Я ему там закуски приготовлю, бутылочку поставлю, а сама у прилавка…
– А чего ж он дома не может?
– Стесняется… Говорит, одному неловко, а в компании не положено.
– Бедняга, – искренне пожалел Миша-маленький, вылил себе остатки водки, выпил, не закусывая, закурил папиросу, грубовато поинтересовался: – Ну, хоть щупает?
– Кто?.. Гордеев?.. Да он же старик, – хихикнула Клава.
– Старый конь борозды не испортит…
– По мне, так лучше пусть молоденький егозит. – Клава опять хихикнула и поглядела на Тиму.
Тот смутился, потянулся к стакану, но Миша-маленький остановил:
– Вам хватит… Мы вот с Клавой сейчас портвейнчик допьем, пока видно еще…
И он, подняв бутылку, постарался чего-то разглядеть в уже ощутимых сумерках, налил в стакан, протянул Клаве, и та, не спуская глаз с Тимы, опять так же медленно выхлебала не закусывая.
Миша-маленький долил остальное, быстро выпил, соскользнул с нар, не терпящим возражений тоном сказал:
– Пошли купнемся, засиделись…
И первым вышел в начинающую густеть темноту.

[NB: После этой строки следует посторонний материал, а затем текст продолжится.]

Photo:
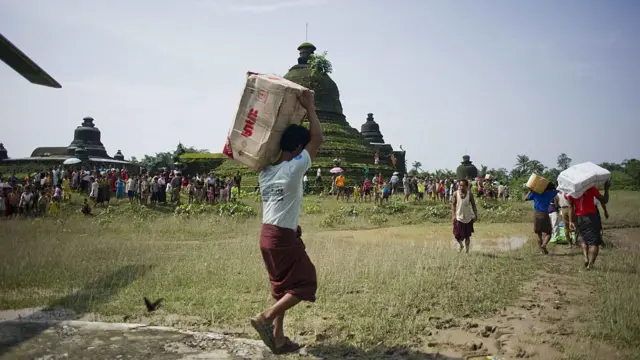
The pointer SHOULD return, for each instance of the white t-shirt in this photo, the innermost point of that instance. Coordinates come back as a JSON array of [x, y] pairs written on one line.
[[94, 189], [281, 190], [562, 200]]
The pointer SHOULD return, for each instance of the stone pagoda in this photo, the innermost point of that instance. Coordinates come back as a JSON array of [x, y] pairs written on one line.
[[87, 135], [355, 150], [466, 169]]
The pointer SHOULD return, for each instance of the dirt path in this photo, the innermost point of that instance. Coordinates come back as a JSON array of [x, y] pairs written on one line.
[[545, 323]]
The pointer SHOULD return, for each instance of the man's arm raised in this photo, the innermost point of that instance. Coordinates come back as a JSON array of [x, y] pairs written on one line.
[[316, 138]]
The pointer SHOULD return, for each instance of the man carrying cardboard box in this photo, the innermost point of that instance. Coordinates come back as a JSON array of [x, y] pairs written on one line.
[[291, 272]]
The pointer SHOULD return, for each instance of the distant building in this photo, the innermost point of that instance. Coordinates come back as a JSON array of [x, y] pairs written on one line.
[[86, 146]]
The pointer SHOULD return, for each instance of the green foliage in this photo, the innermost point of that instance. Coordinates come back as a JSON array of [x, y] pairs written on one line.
[[231, 209], [198, 156], [620, 180], [319, 64], [202, 163], [563, 162]]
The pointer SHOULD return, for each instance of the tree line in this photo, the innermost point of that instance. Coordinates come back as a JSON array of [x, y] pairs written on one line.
[[625, 175]]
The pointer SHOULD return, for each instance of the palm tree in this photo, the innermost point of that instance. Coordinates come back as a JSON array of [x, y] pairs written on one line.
[[536, 167], [483, 171]]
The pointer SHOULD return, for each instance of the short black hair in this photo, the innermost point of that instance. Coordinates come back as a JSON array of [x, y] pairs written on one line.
[[294, 137]]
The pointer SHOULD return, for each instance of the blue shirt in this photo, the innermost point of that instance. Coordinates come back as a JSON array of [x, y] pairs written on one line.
[[542, 201]]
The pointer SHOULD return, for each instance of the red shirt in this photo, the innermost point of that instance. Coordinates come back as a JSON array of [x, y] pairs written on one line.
[[586, 204]]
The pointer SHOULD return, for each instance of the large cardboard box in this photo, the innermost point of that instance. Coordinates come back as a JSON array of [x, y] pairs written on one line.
[[579, 178], [537, 183], [268, 105]]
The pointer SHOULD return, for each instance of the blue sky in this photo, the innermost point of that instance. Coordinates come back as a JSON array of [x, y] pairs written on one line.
[[492, 78]]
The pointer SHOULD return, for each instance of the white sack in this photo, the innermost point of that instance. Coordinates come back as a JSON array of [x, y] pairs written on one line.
[[579, 178]]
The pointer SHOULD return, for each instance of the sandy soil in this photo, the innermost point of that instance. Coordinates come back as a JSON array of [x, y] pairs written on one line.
[[542, 324]]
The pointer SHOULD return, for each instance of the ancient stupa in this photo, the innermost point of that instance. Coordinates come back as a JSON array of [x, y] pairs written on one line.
[[87, 135], [466, 170], [86, 146], [356, 150]]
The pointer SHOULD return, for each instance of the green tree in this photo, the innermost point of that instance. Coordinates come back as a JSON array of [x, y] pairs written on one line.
[[483, 171], [522, 165], [501, 174], [319, 64]]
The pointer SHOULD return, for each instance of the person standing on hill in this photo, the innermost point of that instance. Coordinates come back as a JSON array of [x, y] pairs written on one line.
[[541, 218], [291, 272], [587, 221], [236, 182], [406, 186], [463, 214], [564, 212], [340, 186]]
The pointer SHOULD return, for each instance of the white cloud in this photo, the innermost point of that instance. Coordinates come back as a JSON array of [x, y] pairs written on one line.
[[257, 7]]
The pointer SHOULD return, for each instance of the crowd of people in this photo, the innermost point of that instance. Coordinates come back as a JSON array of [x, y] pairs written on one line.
[[580, 216], [42, 193], [378, 189]]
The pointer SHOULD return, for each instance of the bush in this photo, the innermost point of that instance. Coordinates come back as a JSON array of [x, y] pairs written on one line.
[[201, 163], [232, 209]]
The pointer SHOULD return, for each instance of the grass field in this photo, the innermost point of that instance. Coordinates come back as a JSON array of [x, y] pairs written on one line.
[[385, 273]]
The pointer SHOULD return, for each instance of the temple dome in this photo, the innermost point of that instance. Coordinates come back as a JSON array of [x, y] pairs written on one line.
[[326, 91], [87, 135], [81, 153], [3, 152], [466, 170], [371, 130], [118, 156]]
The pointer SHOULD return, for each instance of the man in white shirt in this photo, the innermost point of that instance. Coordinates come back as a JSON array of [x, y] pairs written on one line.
[[291, 272]]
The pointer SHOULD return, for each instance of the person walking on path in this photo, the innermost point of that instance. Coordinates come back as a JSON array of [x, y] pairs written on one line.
[[584, 217], [564, 212], [541, 219], [406, 186], [463, 214], [291, 273]]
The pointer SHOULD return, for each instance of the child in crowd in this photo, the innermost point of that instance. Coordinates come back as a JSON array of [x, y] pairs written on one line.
[[376, 193], [86, 209], [386, 192]]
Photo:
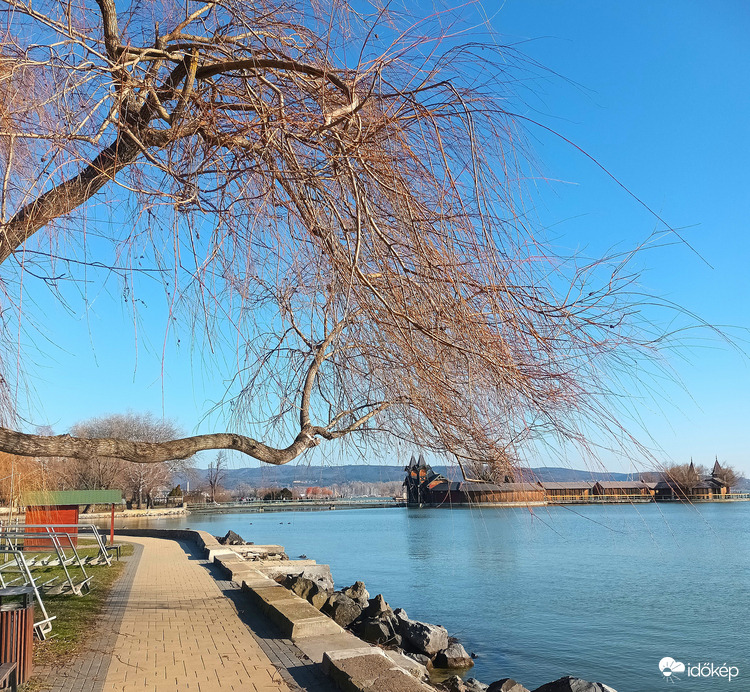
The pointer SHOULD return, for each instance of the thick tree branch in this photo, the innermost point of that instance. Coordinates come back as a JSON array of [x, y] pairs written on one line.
[[22, 444]]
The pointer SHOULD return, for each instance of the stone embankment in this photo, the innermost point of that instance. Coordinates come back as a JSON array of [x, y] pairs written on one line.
[[399, 652], [361, 642]]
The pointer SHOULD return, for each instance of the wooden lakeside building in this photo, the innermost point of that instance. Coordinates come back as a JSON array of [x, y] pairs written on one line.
[[708, 488], [425, 487]]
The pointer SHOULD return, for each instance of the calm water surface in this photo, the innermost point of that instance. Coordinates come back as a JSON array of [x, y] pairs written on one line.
[[601, 592]]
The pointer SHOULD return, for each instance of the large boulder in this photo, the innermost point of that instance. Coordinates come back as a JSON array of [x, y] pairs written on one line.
[[570, 684], [231, 538], [452, 684], [378, 608], [374, 631], [455, 684], [454, 656], [423, 637], [507, 685], [308, 589], [426, 661], [358, 593], [342, 609]]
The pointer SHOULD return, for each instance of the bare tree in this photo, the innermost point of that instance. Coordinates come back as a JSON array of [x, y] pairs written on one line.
[[686, 476], [335, 191], [216, 474], [141, 480]]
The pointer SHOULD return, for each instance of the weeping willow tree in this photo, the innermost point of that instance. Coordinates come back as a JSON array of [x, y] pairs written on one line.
[[337, 191]]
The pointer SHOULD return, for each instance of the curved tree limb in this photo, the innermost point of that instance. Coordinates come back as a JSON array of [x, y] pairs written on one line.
[[23, 444]]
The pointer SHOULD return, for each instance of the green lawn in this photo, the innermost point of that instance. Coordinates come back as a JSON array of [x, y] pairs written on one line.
[[75, 615]]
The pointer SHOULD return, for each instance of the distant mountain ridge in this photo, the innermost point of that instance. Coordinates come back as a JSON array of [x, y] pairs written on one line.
[[289, 476]]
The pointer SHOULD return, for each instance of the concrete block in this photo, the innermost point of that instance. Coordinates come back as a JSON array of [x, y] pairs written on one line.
[[295, 617], [369, 670]]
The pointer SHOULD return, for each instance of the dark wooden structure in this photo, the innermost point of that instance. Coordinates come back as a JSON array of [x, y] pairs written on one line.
[[621, 489], [564, 492], [61, 508], [426, 487]]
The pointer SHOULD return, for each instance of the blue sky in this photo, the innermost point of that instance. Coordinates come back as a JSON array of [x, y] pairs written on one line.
[[657, 92]]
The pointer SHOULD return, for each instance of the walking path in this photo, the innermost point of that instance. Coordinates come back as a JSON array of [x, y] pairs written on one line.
[[168, 626], [179, 632]]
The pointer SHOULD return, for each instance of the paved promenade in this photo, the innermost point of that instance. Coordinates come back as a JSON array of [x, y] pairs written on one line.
[[178, 631], [168, 626]]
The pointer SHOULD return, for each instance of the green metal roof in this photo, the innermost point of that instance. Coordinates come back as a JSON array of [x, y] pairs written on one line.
[[71, 497]]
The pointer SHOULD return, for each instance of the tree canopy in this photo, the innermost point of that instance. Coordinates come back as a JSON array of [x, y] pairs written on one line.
[[336, 188]]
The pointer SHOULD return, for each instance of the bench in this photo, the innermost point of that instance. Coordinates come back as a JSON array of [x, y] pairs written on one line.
[[116, 549], [8, 676]]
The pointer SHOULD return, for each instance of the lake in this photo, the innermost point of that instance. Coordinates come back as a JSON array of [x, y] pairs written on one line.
[[599, 592]]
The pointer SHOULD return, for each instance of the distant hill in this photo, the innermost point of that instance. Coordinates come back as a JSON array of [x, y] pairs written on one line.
[[288, 476]]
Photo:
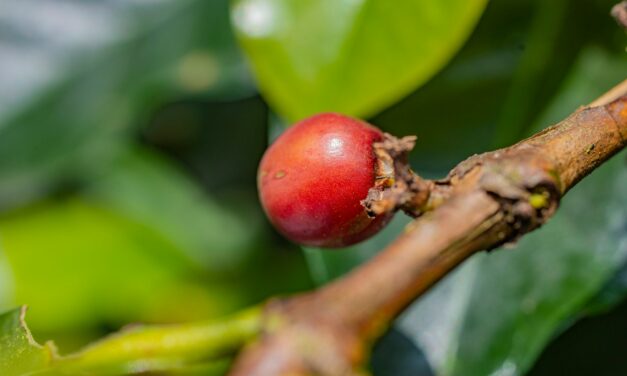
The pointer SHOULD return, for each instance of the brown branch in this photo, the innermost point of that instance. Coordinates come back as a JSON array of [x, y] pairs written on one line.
[[485, 201]]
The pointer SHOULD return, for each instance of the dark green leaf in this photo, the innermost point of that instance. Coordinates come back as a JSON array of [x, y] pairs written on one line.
[[77, 75], [355, 57], [497, 312]]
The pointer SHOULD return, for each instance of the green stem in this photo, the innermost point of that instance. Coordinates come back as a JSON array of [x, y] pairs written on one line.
[[162, 347]]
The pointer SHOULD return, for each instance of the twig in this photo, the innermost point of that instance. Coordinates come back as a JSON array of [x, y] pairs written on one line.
[[484, 202]]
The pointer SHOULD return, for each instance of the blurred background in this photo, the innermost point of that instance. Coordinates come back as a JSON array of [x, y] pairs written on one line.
[[130, 133]]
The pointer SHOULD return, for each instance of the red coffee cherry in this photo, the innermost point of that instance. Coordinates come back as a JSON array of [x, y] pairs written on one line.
[[312, 179]]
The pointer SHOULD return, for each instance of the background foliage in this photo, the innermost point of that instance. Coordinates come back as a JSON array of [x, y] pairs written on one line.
[[130, 133]]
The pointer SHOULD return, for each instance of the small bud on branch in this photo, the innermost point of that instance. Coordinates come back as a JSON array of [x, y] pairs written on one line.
[[485, 201]]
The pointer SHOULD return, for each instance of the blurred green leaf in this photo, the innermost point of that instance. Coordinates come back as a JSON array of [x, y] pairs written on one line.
[[79, 74], [497, 312], [144, 187], [355, 57], [79, 265], [19, 353]]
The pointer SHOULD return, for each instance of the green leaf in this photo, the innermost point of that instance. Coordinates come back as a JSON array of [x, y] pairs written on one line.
[[78, 76], [19, 353], [146, 188], [355, 57], [495, 314], [80, 265]]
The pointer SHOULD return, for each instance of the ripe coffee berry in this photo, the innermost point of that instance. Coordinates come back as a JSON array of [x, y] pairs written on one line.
[[313, 178]]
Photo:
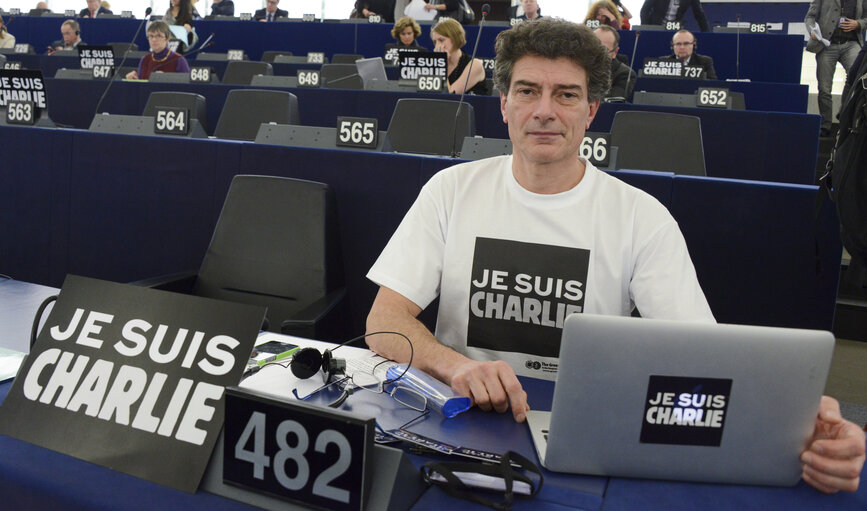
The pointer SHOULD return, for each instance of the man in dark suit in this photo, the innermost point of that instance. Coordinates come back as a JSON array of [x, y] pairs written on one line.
[[622, 77], [223, 8], [655, 12], [683, 43], [93, 10], [270, 12]]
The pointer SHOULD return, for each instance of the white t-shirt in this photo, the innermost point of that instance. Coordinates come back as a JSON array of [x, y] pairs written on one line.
[[509, 264]]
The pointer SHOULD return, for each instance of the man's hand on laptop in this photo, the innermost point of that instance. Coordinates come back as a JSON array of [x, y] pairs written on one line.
[[835, 456], [491, 385]]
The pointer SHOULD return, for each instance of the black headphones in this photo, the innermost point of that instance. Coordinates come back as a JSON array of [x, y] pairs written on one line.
[[309, 361]]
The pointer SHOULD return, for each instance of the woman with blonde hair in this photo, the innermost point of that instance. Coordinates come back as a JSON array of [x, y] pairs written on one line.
[[448, 36]]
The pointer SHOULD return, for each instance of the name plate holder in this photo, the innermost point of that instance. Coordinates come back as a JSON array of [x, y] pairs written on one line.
[[393, 484]]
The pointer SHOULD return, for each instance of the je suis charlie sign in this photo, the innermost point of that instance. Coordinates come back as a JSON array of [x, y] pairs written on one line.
[[132, 378]]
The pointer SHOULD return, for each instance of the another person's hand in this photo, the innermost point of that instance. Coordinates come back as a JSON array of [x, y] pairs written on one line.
[[491, 385], [835, 456], [849, 25]]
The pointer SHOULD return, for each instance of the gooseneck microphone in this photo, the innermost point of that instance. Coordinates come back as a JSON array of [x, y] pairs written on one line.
[[122, 61], [486, 9]]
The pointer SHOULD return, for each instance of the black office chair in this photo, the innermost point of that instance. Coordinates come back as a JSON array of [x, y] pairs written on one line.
[[194, 102], [428, 126], [345, 58], [119, 49], [246, 109], [241, 72], [269, 55], [276, 244], [658, 141]]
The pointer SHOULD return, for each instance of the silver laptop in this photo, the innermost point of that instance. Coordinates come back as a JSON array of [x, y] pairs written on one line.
[[371, 69], [683, 400]]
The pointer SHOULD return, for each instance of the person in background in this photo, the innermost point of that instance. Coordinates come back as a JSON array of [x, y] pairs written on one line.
[[93, 9], [448, 36], [606, 13], [7, 40], [683, 44], [270, 12], [180, 13], [622, 77], [223, 8], [531, 10], [160, 59], [70, 31]]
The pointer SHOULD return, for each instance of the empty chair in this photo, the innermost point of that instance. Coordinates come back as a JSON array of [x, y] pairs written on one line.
[[194, 102], [120, 49], [276, 244], [428, 126], [246, 109], [658, 141], [345, 58], [269, 55], [331, 72], [241, 72]]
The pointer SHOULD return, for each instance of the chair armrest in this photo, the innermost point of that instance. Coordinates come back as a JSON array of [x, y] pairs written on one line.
[[310, 321], [177, 282]]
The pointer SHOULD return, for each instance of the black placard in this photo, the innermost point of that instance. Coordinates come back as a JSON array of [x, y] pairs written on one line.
[[682, 410], [312, 455], [595, 147], [422, 63], [103, 71], [308, 78], [663, 67], [20, 112], [23, 85], [172, 120], [357, 132], [712, 97], [91, 56], [200, 74], [132, 378], [431, 84]]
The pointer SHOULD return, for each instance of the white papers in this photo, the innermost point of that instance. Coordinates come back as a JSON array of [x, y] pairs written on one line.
[[816, 31], [416, 10]]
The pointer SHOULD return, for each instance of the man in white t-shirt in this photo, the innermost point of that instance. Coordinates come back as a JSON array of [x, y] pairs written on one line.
[[511, 245]]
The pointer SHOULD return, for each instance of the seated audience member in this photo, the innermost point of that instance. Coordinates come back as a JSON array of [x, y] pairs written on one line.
[[270, 12], [180, 13], [7, 40], [93, 9], [223, 8], [545, 203], [160, 59], [606, 13], [70, 30], [448, 35], [367, 8], [622, 77], [531, 10], [446, 9], [684, 44], [405, 31]]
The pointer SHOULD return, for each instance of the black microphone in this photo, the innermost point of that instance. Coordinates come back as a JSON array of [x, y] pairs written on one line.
[[737, 50], [632, 63], [486, 9], [122, 61]]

Подождал заторопившегося следом Жбана и пошел к дыре в заборе, открывающей, помимо ворот, уже запертых, самый короткий путь к реке. Оглянулся еще раз, за Жбаном шел Приблуда. Остальные, похоже, задерживались, и Миша-маленький не стал их ждать, быстро спустился на пляж с еле различимым противоположным берегом, бросил на песок одежду, голяком вошел в реку и поплыл, громко фыркая и шлепая в темноту, метя на бакен, покачивающийся на самом стрежне, но на полдороге передумал и так же шумно вернулся обратно.
Жбан и Приблуда разделись, но купаться не стали, они лежали на остывающем песке, и Миша-маленький, раздвинув пацанов, лег между ними, стал поглаживать упругую и источающую сухое тепло спину Жбана, волнуясь и с трудом сдерживая себя.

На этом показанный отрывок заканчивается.